Your best bet is to render the page formalities and structure in a second or two (ethernet time, cell-data time will vary). And then, backfill the data as the data comes up.
Imagine if you reboot the starship Enterprise. There are dozens of displays. They don't all come up at the same time, they flit on, one at a time, depending on how long they take to do their thing. We consider that normal. Also, note that the Enterprise bridge does not spasmodically get larger as workstations insert themselves Harry Potter style between other workstations as they start up. The workstations are always there, just the screens (of fixed size) start filling with data. That's the design concept to go for.
Why?
Your user may not even want that data
It's easy to suffer tunnel vision, or "get-there-itis" as the aviators call it. You're presuming everyone who lands on the homepage wants the content you've done all the work on. Good chance not.
- Some want the "About us" page or "How this business/site works" page - they're not ready to convert, and a big computational load to present your wares is wasted.
- Others want directions to your site (think music theatre, they are late to this show, and don't care about ticket availablility for other shows.)
- Others have a question and want to find a way to contact you.
- Etc. etc. Those users are not unimportant.
It's rude to make them wait. It's also suicide to delay; because if the big DB crunch never finishes, that means your site is down. Same if the big DB crunch takes 7 seconds, but they abandon in 6.
You're supposed to reserve space
This new trend they call "skeleton UIs" where you reserve space for the loading content -- it is not a new thing. It's a very old thing, and a very mandatory thing.

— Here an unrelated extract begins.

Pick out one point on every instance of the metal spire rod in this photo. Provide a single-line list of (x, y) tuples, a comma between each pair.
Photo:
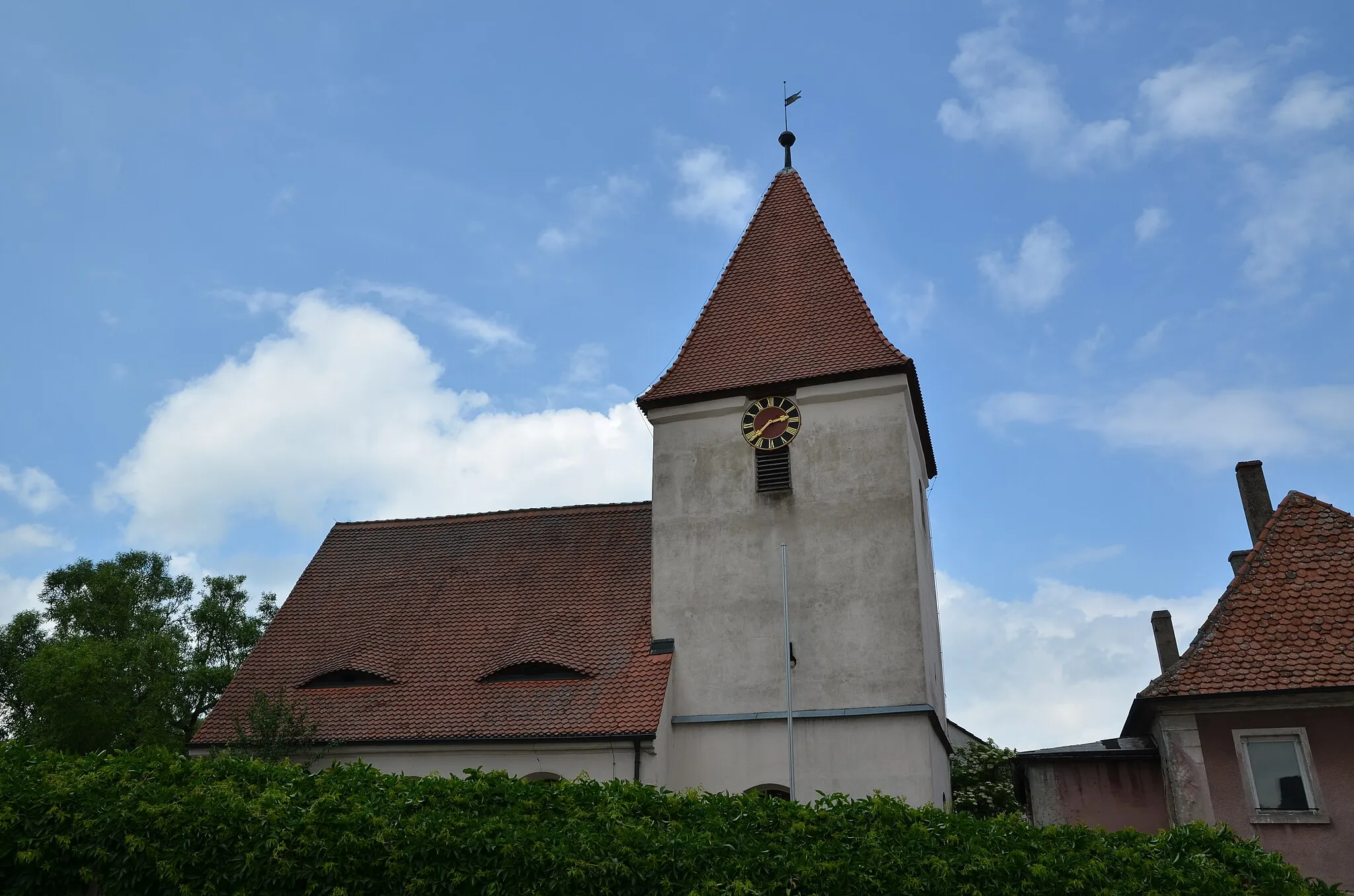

The web was going quite strong in 1995 when most people had 33.6kbps modems. You see the img
tag with its height=
and width=
attributes? They're not for scaling. The Internet lived or died off of those. That's what made your site usable within a sufferable amount of time. That's what put a gray box with a little "image" icon where your content goes. People were used to this, and really appreciated it. Many set their browser to "don't auto-load images" and clicked to see the ones they wanted.
This didn't render (yet)? No matter. The page could render, and it won't jump.
Mind you in 1995, it was possible to fail to specify height=
and width=
parameters, and you would indeed get the sad version of scroll jumping that was possible on a 486 (that's a CPU chip) without a VPU. This only happened on the cheesiest amateur home-cooked web sites. Anyone remember loading a friend's personal travelougue site and having to go get a coffee while his 100 images jerkily loaded?
So this concept of "Don't cause scroll jumping" is nothing new. Don't normalize failure to reserve space for loading content, it's always been a lazy and sloppy way to code.
And yes, that does present design challenges for dynamically loaded content. In fact, that's how that camel-of-indeterminate-size got its nose back in the tent. Lazy sites go "We can't know how large this tweet will be" (I'm gonna guess, less than 140 characters)... good design is working this out.
In the old days, we solved almost any problem like that with an iframe. So it's definitely possible.